By using a gel-spinning technique to process polyacrylonitrile copolymer into carbon fibres, the researchers developed next-generation carbon fibres that exhibit a combination of strength and modulus not seen previously with the conventional solution-spun method.

In gel spinning, the solution is first converted to a gel; this technique binds polymer chains together and produces robust inter-chain forces that increase tensile strength. Gel spinning also increases directional orientation of fibres, which also augments strength. By contrast, in conventional solution spinning, a process developed more than 60 years ago, PAN co-polymer solution is directly converted to a solid fibre without the intermediate gel state and produces less-robust material.

The gel-spun carbon fiber produced by the team was tested at 5.5 to 5.8 gigapascals (GPa) – a measure of ultimate tensile strength – and had a tensile modulus in the 354–375 GPa range. The material was produced on a continuous carbonisation line at Georgia Tech that was constructed for this DARPA project.

Satish Kumar, a professor in the Georgia Tech School of Materials Science and Engineering who leads the project said;

This is the highest combination of strength and modulus for any continuous fibre reported to-date, and at short gauge length, fibre tensile strength was measured as high as 12.1 GPa, which is the highest tensile-strength value ever reported for a PAN-based carbon fibre.

Kumar also noted the internal structure of these gel-spun carbon fibres measured at the nanoscale showed fewer imperfections than state-of-the-art commercial carbon fibres, such as IM7. Specifically, the gel-spun fibres display a lower degree of polymer-chain entanglements than those produced by solution spinning. This smaller number of entanglements results from the fact that gel spinning uses lower concentrations of polymer than solution-spinning methods.

Kumar and his team convert the gel-spun polymer mix into carbon fibres via a selective treatment process called pyrolysis, in which the spun polymer is gradually subjected to both heat and stretching. This technique eliminates large quantities of hydrogen, oxygen, and nitrogen from the polymer, leaving mostly strength-increasing carbon.

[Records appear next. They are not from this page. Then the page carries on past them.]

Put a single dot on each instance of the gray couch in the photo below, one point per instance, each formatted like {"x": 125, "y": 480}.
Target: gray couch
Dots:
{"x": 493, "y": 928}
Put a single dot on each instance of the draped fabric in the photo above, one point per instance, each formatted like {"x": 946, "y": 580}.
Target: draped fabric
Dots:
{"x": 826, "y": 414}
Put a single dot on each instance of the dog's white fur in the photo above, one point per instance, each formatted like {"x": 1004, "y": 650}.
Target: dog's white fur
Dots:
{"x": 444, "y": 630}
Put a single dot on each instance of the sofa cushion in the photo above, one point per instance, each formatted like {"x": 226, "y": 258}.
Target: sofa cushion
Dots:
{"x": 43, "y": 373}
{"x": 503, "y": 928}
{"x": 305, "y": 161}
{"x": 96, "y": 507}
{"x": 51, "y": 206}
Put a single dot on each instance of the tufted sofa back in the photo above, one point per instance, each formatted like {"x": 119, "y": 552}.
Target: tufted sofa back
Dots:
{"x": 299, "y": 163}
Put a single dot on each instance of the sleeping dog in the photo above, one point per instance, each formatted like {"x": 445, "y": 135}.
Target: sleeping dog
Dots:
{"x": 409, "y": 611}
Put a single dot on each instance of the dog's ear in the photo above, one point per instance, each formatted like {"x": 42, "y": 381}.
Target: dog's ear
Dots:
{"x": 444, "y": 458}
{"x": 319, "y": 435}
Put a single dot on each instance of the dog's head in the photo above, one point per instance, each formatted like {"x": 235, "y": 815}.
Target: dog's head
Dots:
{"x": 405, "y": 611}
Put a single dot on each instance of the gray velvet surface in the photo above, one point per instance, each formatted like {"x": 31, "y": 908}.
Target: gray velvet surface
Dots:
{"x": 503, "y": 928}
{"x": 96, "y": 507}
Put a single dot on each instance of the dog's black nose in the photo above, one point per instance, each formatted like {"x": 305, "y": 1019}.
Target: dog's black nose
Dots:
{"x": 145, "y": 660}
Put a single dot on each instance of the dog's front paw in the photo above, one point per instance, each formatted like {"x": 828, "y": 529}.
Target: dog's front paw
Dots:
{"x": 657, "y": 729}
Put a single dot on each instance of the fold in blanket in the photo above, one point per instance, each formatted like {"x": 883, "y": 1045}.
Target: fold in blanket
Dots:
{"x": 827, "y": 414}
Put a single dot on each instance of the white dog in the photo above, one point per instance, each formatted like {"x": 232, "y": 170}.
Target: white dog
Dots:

The current performance of solution-spun PAN-based carbon fibres has been achieved after many years of material and process optimisation, yet very limited material and process optimisation studies have been carried out to date on the gel-spun PAN fibre. In the future, the researchers believe that materials and process optimisation, enhanced fibre circularity and increased solution homogeneity will further increase the strength and modulus of the gel-spinning method.